Hal itu disampaikan Juru Bicara KPK Budi Prasetyo saat memberikan keterangan di Gedung Merah Putih KPK, Jakarta, Selasa (20/1/2026). Menurutnya, uang yang disita merupakan bagian dari barang bukti yang diamankan tim KPK dalam operasi tersebut.

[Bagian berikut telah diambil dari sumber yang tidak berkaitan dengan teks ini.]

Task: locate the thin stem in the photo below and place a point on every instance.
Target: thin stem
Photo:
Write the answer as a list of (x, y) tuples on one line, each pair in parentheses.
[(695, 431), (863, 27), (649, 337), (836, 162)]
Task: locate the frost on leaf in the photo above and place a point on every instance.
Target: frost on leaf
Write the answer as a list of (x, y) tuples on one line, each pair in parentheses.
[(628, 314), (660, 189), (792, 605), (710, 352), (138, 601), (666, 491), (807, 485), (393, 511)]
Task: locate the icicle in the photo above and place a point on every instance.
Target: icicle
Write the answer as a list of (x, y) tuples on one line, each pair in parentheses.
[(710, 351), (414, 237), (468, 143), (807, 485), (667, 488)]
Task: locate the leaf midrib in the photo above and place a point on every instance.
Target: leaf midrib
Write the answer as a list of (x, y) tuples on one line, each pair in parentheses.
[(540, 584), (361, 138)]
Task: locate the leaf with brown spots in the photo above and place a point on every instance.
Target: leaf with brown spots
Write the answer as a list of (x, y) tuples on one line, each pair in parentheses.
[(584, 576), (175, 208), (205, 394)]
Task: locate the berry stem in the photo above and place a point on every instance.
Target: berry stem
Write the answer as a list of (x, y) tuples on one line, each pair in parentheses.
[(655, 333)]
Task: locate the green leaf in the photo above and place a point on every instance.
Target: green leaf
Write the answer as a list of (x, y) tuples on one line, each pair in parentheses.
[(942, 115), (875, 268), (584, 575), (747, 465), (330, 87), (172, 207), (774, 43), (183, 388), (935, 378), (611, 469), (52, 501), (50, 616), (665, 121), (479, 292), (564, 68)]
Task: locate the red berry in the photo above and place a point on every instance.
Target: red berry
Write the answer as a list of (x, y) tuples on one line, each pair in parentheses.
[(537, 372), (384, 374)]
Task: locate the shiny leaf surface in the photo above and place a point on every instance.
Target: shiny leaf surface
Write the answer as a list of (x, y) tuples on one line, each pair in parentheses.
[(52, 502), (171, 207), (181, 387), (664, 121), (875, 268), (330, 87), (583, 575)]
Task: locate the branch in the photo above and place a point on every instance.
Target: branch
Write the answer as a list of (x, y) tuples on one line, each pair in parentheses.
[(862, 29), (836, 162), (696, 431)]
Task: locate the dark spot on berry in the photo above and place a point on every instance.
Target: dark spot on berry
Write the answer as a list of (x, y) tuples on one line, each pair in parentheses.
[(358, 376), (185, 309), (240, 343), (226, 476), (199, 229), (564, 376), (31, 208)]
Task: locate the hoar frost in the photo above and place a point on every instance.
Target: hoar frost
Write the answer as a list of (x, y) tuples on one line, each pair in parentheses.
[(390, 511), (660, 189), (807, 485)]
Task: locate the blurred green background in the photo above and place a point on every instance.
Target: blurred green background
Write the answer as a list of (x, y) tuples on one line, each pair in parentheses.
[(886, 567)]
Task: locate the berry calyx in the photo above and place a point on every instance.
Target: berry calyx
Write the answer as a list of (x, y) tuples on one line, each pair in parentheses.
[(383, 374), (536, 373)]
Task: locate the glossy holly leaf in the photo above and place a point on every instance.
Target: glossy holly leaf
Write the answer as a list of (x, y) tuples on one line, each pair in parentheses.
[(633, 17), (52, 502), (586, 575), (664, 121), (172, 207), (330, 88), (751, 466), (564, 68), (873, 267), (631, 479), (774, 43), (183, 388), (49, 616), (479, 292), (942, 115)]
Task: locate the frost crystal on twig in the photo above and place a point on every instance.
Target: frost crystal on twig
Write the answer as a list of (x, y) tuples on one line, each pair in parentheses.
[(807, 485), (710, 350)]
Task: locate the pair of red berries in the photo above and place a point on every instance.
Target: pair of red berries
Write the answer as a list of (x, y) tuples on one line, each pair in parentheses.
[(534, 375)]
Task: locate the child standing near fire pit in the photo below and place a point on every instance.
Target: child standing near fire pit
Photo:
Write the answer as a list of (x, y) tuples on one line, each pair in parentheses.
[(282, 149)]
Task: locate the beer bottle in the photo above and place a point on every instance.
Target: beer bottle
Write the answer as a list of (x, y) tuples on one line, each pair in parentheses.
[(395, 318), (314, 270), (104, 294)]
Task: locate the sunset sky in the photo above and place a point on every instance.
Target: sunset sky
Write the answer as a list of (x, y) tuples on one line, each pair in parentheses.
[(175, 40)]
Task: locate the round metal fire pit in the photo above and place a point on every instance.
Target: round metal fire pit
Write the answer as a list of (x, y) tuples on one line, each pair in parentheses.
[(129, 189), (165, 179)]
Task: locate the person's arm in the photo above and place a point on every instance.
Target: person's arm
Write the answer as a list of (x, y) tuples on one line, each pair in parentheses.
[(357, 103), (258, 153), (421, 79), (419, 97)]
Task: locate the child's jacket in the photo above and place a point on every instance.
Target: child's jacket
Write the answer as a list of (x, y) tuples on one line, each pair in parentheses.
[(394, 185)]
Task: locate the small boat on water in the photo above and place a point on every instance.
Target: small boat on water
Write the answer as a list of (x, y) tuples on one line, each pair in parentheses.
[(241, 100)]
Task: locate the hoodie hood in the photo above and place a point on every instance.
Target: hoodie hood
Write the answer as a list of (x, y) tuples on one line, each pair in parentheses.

Budi menegaskan, rincian jumlah pasti uang yang disita akan diumumkan secara resmi dalam konferensi pers penetapan tersangka pasca-OTT. KPK masih mendalami peran para pihak yang diamankan.
Pada hari yang sama, Sudewo terlihat tiba di Gedung Merah Putih KPK sekitar pukul 10.35 WIB untuk menjalani pemeriksaan lanjutan. Pemeriksaan dilakukan secara intensif guna mendalami dugaan praktik korupsi yang menyeret kepala daerah tersebut.
OTT di Kabupaten Pati ini menjadi operasi tangkap tangan ketiga yang dilakukan KPK sepanjang tahun 2026. Sebelumnya, KPK lebih dulu menggelar OTT pada 9–10 Januari 2026 terkait dugaan suap pemeriksaan pajak di lingkungan Kantor Pelayanan Pajak Madya Jakarta Utara, Direktorat Jenderal Pajak Kementerian Keuangan, periode 2021–2026.
Tak berselang lama, pada 19 Januari 2026, KPK kembali melakukan OTT terhadap Wali Kota Madiun Maidi bersama 14 orang lainnya. Kasus tersebut berkaitan dengan dugaan korupsi proyek dan pengelolaan dana tanggung jawab sosial dan lingkungan perusahaan (CSR) di Kota Madiun, Jawa Timur.
Masih di tanggal yang sama, KPK mengonfirmasi OTT di Kabupaten Pati yang menjerat Bupati Sudewo. Operasi ini diduga kuat terkait praktik korupsi dalam proses pengisian jabatan perangkat desa.
Rangkaian OTT yang terjadi beruntun di awal tahun ini menegaskan komitmen KPK untuk terus melakukan penindakan tegas terhadap praktik korupsi, baik di tingkat pusat maupun daerah, sebagai bagian dari upaya menjaga integritas penyelenggaraan pemerintahan.